Mechanical pencils are celebrated and promoted today, on Mechanical Pencil Day, a holiday created by Cult Pens, a purveyor of pens and pencils. They started it after they noticed there was a Fountain Pen Day but not a day for mechanical pencils, and they set it on July 5th, a date written as 7/5 or 5/7 depending on which part of the world one lives in. These numbers are significant because the most common mechanical pencil lead sizes are 0.5 mm and 0.7 mm.

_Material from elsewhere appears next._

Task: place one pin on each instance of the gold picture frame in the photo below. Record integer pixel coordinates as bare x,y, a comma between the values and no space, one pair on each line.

Although the pigment core of mechanical pencils is called lead, it isn't made of lead, and instead is usually made of graphite. The lead is replaceable and the pencils can either be designed to hold it in position or to propel it forward mechanically. Lead can range in size, hardness, and pigment. Mechanical pencils provide a consistent width of lines without any need for sharpening, being useful in technical and fine-art drawing, and also being popular with students.

The first mechanical pencil patent was applied for and granted to John Isaac Hawkins and Sampson Mordan of Britain, in 1822, for their "ever-pointed" pencil. But records of mechanical pencils predate this. For example, one was found aboard the HMS Pandora, which sank in 1791. Eleven years after Britain's "ever-pointed" pencil, the "forever pointed" pencil was patented in the United States by James Bogardus.

The most significant moment in the development of the mechanical pencil came in 1879 when Joseph Hoffman applied for a patent for the first pencil with a pushbutton clutch. The patent was used in the Eagle Automatic, a pencil manufactured by the Eagle Pencil Company. This can be viewed as the first true mechanical pencil. Improvements were made to this design with pencils like the Ever-Ready Sharp Pencil, made by Tokuji Hayakawa in Japan in 1915 (which would lead to the Sharp Corporation); with a pencil designed by Charles R. Keeran in the United States around the same time, which became the Eversharp; and with Carl Schmid's 1929 patent, which became the Caran d'Ache Fixpencil.

These early mechanical pencils had metal and wood casings, while most now have plastic casings. Erasers are now also generally included. But drafting pencils usually are still made of metal and don't have erasers. Regardless of their style, all mechanical pencils are celebrated and promoted today!

How to Observe Mechanical Pencil Day

Celebrate by using a mechanical pencil to write notes or a letter or to do some drawing. It's a great day to get yourself a few new mechanical pencils as well. You could even get them from Cult Pens, the creators of Mechanical Pencil Day. During past celebrations, Cult Pens has sponsored mechanical pencil contests and giveaways, so make sure to check for any taking place. If you want to learn more about the different types of mechanical pencils, you could read Jonathan Veley's The Catalogue of American Mechanical Pencils. Perhaps most importantly, post on social media about why you love mechanical pencils, and include the hashtag #MechanicalPencilDay.